275 The advantage of NFS today is that it is mature, standard, well understood,
276 and supported robustly across a variety of platforms.
277 </p>
278
279 <pre caption="Ebuilds for NFS-support">
280 # <i>emerge -p nfs-utils portmap</i>
281 # <i>emerge nfs-utils portmap</i>
282 </pre>
283
284 <p>
285 Configure and install a kernel to support NFS v3 on all nodes:
286 </p>
287
288 <pre caption="Required Kernel Configurations for NFS">
289 CONFIG_NFS_FS=y
290 CONFIG_NFSD=y
291 CONFIG_SUNRPC=y
292 CONFIG_LOCKD=y
293 CONFIG_NFSD_V3=y
294 CONFIG_LOCKD_V4=y
295 </pre>
296
297 <p>
298 On the master node, edit your <path>/etc/hosts.allow</path> file to allow
299 connections from slave nodes. If your cluster LAN is on 192.168.1.0/24,
300 your <path>hosts.allow</path> will look like:
301 </p>
302
303 <pre caption="hosts.allow">
304 portmap:192.168.1.0/255.255.255.0
305 </pre>
306
307 <p>
308 Edit the <path>/etc/exports</path> file of the master node to export a work
309 directory struture (/home is good for this).
310 </p>
311
312 <pre caption="/etc/exports">
313 /home/ *(rw)
314 </pre>
315
316 <p>
317 Add nfs to your master node's default runlevel:
318 </p>
319
320 <pre caption="Adding NFS to the default runlevel">
321 # <i>rc-update add nfs default</i>
322 </pre>
323
324 <p>
325 To mount the nfs exported filesystem from the master, you also have to
326 configure your salve nodes' <path>/etc/fstab</path>. Add a line like this
327 one:
328 </p>
329
330 <pre caption="/etc/fstab">
331 master:/home/ /home nfs rw,exec,noauto,nouser,async 0 0
332 </pre>
333
334 <p>
335 You'll also need to set up your nodes so that they mount the nfs filesystem by
336 issuing this command:
337 </p>
338
339 <pre caption="Adding nfsmount to the default runlevel">
340 # <i>rc-update add nfsmount default</i>
341 </pre>
342
343 </body>
344 </section>
345 <section>
346 <title>RSH/SSH</title>
347 <body>
348
349 <p>
350 SSH is a protocol for secure remote login and other secure network services
351 over an insecure network.
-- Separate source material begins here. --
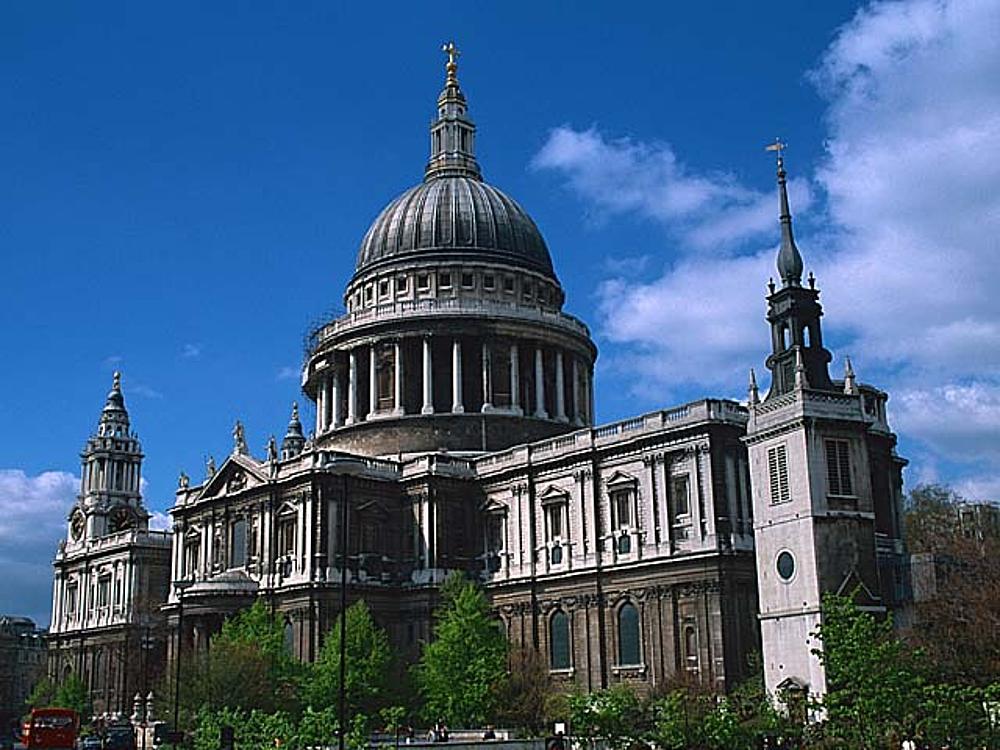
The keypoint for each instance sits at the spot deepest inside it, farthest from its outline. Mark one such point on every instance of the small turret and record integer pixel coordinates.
(294, 440)
(850, 383)
(453, 133)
OpenSSH uses public key cryptography to provide
352 secure authorization. Generating the public key, which is shared with remote
353 systems, and the private key which is kept on the local system, is done first
354 to configure OpenSSH on the cluster.
355 </p>
356
357 <p>
358 For transparent cluster usage, private/public keys may be used. This process
359 has two steps:
360 </p>
361
362 <ul>
363 <li>Generate public and private keys</li>
364 <li>Copy public key to slave nodes</li>
365 </ul>
366
367 <p>
368 For user based authentification, general and copy as follows:
369 </p>
370
371 <pre caption="SSH key authentication">
372 # <i>ssh-keygen -t dsa</i>
373 Generating public/private dsa key pair.
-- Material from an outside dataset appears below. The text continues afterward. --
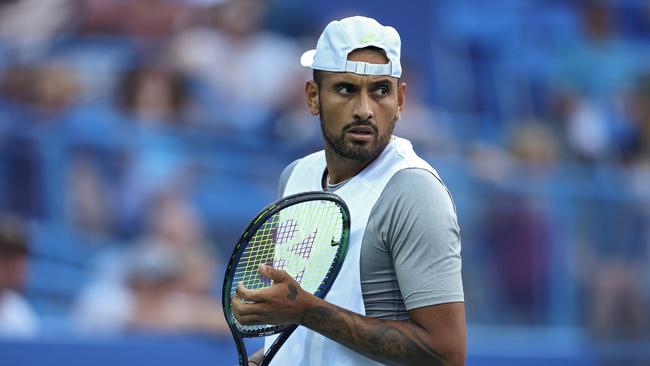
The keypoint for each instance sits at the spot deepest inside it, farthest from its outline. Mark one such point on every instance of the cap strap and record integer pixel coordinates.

374 Enter file in which to save the key (/root/.ssh/id_dsa): /root/.ssh/id_dsa
375 Enter passphrase (empty for no passphrase):
376 Enter same passphrase again:
377 Your identification has been saved in /root/.ssh/id_dsa.
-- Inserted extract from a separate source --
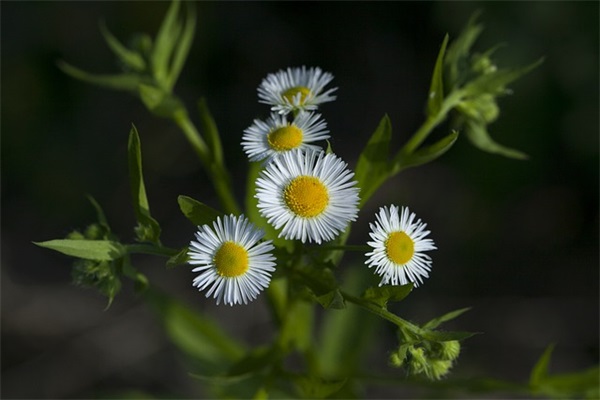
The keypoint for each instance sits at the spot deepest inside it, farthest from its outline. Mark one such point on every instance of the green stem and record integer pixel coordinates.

378 Your public key has been saved in /root/.ssh/id_dsa.pub.
379 The key fingerprint is:
380 f1:45:15:40:fd:3c:2d:f7:9f:ea:55:df:76:2f:a4:1f root@master
381
382 <comment>WARNING! If you already have an "authorized_keys" file,
383 please append to it, do not use the following command.</comment>
384
385 # <i>scp /root/.ssh/id_dsa.pub node01:/root/.ssh/authorized_keys</i>
386 root@master's password:
387 id_dsa.pub 100% 234 2.0MB/s 00:00
388
389 # <i>scp /root/.ssh/id_dsa.pub node02:/root/.ssh/authorized_keys</i>
390 root@master's password:
391 id_dsa.pub 100% 234 2.0MB/s 00:00
392 </pre>
393
394 <note>
395 Host keys must have an empty passphrase. RSA is required for host-based
396 authentification.
397 </note>
398
399 <p>
400 For host based authentication, you will also need to edit your
401 <path>/etc/ssh/shosts.equiv</path>.
402 </p>
403
404 <pre caption="/etc/ssh/shosts.equiv">
405 node01.adelie
406 node02.adelie
407 master.adelie
408 </pre>
409
410 <p>
411 And a few modifications to the <path>/etc/ssh/sshd_config</path> file:
412 </p>
413
414 <pre caption="sshd configurations">
415 # $OpenBSD: sshd_config,v 1.42 2001/09/20 20:57:51 mouring Exp $
416 # This sshd was compiled with PATH=/usr/bin:/bin:/usr/sbin:/sbin
417
418 # This is the sshd server system-wide configuration file. See sshd(8)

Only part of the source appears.